Ben voyons ! Chikirou occupe un logement à loyer libre…

Zut alors, on croyait qu’elle logeait le plus souvent avec/chez Mélenchon et voilà qu’on apprend qu’elle aurait  (en plus ? ) son propre appartement et que, cerise sur le gâteau, elle paierait moins cher que la moyenne… 

Avec des loyers inférieurs d’environ 10% par rapport aux prix du marché et soumis à un plafond de ressources, les logements à loyer libre ou intermédiaires sont destinés aux personnes ne remplissant pas les conditions d’attribution pour un logement social et ayant des difficultés à se loger dans le privé.

Monique B

Municipales 2026 : Sophia Chikirou occupe un logement à « loyer libre », qu’est-ce que ça veut dire ? 

Sophia Chikirou est la candidate LFI à Paris, pour les élections municipales du 15 et 22 mars 2026. Elle qui fait du logement une priorité, vit déjà dans la capitale.

Mais derrière cet appartement se cache une situation locative particulière. Selon plusieurs enquêtes de presse, c’est Élogie-Siemp, l’un des principaux bailleurs publics de la capitale, qui gère le logement occupé par Sophia Chikirou.

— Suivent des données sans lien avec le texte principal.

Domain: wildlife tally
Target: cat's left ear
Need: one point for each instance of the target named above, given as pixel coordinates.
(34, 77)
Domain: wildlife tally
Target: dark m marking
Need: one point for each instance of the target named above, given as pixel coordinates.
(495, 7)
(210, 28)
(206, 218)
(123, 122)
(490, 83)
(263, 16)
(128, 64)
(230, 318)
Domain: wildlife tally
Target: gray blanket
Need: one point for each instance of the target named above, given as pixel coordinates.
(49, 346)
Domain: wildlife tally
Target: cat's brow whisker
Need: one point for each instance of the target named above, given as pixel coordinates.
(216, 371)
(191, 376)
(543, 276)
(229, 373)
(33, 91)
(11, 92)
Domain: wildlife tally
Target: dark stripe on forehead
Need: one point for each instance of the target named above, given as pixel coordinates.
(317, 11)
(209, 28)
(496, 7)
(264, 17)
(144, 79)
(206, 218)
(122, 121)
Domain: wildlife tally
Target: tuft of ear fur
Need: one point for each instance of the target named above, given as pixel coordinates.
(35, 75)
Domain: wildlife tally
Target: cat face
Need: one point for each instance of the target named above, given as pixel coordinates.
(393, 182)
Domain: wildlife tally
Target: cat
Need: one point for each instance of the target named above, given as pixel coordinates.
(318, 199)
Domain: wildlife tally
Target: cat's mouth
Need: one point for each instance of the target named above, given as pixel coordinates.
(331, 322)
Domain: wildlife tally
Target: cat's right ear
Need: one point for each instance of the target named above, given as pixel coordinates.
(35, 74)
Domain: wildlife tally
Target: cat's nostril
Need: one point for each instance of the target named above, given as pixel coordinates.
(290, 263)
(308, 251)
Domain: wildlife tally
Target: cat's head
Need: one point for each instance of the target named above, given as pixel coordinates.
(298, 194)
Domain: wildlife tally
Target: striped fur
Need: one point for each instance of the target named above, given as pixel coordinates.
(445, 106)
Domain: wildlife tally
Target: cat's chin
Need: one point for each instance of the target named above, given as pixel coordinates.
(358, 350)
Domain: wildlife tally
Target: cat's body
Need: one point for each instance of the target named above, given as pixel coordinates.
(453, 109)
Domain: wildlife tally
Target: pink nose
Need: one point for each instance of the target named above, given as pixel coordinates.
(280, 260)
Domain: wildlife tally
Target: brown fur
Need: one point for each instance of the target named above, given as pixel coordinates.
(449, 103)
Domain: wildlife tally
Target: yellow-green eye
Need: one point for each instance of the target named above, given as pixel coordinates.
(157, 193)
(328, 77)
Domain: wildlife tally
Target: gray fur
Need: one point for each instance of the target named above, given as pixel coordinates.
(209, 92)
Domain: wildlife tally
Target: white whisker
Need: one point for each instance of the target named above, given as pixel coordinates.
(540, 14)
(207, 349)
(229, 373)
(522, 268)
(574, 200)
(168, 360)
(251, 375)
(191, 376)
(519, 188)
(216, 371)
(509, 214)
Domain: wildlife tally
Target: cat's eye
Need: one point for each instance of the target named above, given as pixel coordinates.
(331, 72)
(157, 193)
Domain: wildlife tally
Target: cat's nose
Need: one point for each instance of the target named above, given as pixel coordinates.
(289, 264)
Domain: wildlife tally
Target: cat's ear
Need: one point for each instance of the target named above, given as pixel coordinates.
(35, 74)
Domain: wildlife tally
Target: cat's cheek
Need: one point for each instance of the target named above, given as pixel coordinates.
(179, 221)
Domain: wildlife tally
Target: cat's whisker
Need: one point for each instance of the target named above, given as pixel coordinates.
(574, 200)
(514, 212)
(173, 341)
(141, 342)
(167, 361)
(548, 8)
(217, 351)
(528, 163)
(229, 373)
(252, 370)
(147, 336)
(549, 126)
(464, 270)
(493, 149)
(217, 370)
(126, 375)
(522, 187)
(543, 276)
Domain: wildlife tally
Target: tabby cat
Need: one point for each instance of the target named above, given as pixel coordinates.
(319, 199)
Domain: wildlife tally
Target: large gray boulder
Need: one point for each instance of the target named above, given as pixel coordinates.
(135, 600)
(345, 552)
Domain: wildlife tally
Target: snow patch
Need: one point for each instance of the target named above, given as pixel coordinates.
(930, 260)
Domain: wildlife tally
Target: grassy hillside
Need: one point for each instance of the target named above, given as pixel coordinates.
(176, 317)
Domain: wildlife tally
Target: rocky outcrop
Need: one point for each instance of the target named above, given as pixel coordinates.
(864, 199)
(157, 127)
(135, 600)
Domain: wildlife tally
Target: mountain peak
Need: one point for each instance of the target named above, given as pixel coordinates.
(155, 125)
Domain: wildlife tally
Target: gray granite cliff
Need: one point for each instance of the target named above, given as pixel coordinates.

L’appartement appartient à une catégorie dite « à loyer libre ». Contrairement à ce que l’on pourrait croire, il ne s’agit pas à proprement parler d’un logement social classique.

Dans le parc immobilier parisien, certains immeubles appartiennent à des bailleurs publics mais ne sont pas entièrement conventionnés comme HLM. Les loyers y sont généralement inférieurs à ceux du marché privé, mais ils ne sont pas soumis aux mêmes conditions d’attribution que les logements sociaux.

Concrètement, ces logements pouvaient pendant longtemps être loués sans condition stricte de ressources et parfois sans passer par les commissions d’attribution habituelles.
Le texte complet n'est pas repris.